Depois, simplesmente passei a afirmar com convicção que não me recordava de nada.

Não tardei a acreditar que desta forma era melhor. E mesmo que as lembranças fossem terríveis, a gerar pesadelos que me abalavam no meio da noite, joguei tudo para debaixo do tapete da minha mente e nunca mais falei no assunto.

E, com o passar dos anos, acabei por enganar a mim mesmo. Eu sabia que minha infância tinha sido terrível e evitava pensar no assunto.

Devido ao medo, acabei por crescer sem confiar em ninguém, a preferir minha própria companhia. Um homem normal, com um emprego entediante (telefonar ao cliente, escutar desculpas ou desaforos, anotar na planilha, tentar outra vez), a morar em um cubículo que sequer poderia chamar de casa (cozinha, sala e quarto tudo em um só cômodo). A se arrastar pelos dias, evitar pensar na vida, arranjar desculpas para não ter de ir em reuniões de trabalho ou família.

E como em todas as noites, adentrei meu minúsculo apartamento sem querer pensar em nada. Acendi a luz e me deparei com meu reflexo.

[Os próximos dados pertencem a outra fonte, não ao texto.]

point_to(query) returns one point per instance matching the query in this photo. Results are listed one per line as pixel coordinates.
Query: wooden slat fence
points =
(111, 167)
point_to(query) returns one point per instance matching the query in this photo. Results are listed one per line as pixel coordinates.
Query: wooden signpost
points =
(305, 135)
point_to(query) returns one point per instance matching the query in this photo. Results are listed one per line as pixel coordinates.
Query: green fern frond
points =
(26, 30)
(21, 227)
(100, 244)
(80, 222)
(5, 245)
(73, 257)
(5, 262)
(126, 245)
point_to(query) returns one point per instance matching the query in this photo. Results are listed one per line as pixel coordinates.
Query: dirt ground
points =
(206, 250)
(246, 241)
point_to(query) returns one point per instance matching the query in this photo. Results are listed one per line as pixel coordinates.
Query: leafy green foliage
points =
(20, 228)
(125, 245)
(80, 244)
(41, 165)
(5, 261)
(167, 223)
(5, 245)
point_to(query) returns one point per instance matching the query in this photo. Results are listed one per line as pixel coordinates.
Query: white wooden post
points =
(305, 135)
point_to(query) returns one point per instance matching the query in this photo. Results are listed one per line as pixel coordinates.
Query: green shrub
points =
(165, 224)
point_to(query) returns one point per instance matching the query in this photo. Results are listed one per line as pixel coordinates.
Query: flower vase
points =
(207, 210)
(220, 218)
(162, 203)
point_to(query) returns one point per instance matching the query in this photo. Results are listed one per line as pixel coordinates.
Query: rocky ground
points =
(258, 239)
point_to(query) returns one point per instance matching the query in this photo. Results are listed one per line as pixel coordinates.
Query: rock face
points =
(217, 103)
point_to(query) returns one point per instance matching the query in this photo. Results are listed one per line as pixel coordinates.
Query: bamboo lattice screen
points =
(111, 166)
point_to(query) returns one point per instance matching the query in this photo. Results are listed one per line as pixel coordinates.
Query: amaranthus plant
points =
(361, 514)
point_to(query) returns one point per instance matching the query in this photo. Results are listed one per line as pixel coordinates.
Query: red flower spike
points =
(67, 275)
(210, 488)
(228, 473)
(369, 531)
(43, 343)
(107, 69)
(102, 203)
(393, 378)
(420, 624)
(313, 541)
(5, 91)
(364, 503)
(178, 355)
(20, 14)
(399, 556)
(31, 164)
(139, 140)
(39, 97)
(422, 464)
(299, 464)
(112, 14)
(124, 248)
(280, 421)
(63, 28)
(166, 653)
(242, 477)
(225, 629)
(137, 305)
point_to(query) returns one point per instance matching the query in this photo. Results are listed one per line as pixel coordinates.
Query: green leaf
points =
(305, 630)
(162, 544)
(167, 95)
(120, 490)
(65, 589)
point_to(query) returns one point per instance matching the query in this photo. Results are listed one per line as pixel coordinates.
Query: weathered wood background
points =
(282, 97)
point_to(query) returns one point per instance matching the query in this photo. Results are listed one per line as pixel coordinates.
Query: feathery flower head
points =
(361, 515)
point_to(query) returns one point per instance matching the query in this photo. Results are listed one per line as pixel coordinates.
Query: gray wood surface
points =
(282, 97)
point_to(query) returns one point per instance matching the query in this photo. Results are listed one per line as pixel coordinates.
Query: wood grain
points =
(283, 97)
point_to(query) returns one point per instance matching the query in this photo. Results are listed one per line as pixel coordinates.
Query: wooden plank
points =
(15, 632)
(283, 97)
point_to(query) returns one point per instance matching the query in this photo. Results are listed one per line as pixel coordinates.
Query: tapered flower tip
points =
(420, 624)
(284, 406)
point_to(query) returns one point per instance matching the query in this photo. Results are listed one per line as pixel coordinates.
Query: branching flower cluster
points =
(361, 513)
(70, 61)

Olhos escuros, cabelo castanho, magro, tamanho médio, acredito que não sou feio, tampouco um galã da novela das nove. A respirar fundo, virei o rosto, e então meu coração acelerou.

Eu nunca tive tanta coisa, então era fácil deixar o lugar arrumado. E o envelope em cima da mesa não estava lá antes. Nem recordava a última vez que comprei um envelope na minha vida. Tentei fingir que o papel chegou voando pela janela e, misteriosamente, pousou ali. Contudo, minha certeza era outra.

Quase sem respirar, tranquei a porta. Depois me apressei ao banheiro para certificar que não havia ninguém. Retornei à mesa, olhando o envelope por todos os lados. Minhas mãos tremiam ao segurar o papel e, com alguma dificuldade, abri e li a pequena mensagem.

"Eles voltaram".

O papel deslizou pelo ar, pois minhas mãos perderam as forças.

Para algumas pessoas, aquela mensagem poderia não significar nada. Outras considerariam brincadeira de alguém. Mas eu estremeci. Minha infância retornou aos meus pensamentos com força. O medo me envolveu frio. As lembranças não eram tão vívidas, a maioria dos acontecimentos nebulosos, as pessoas como vultos, a não ser o meu ato.

E ali, imóvel em meu apartamento, de olhos fechados, revivi em poucos segundos aquela noite chuvosa e terrível.

Pois a verdade é que, quando garoto, eu matei um homem.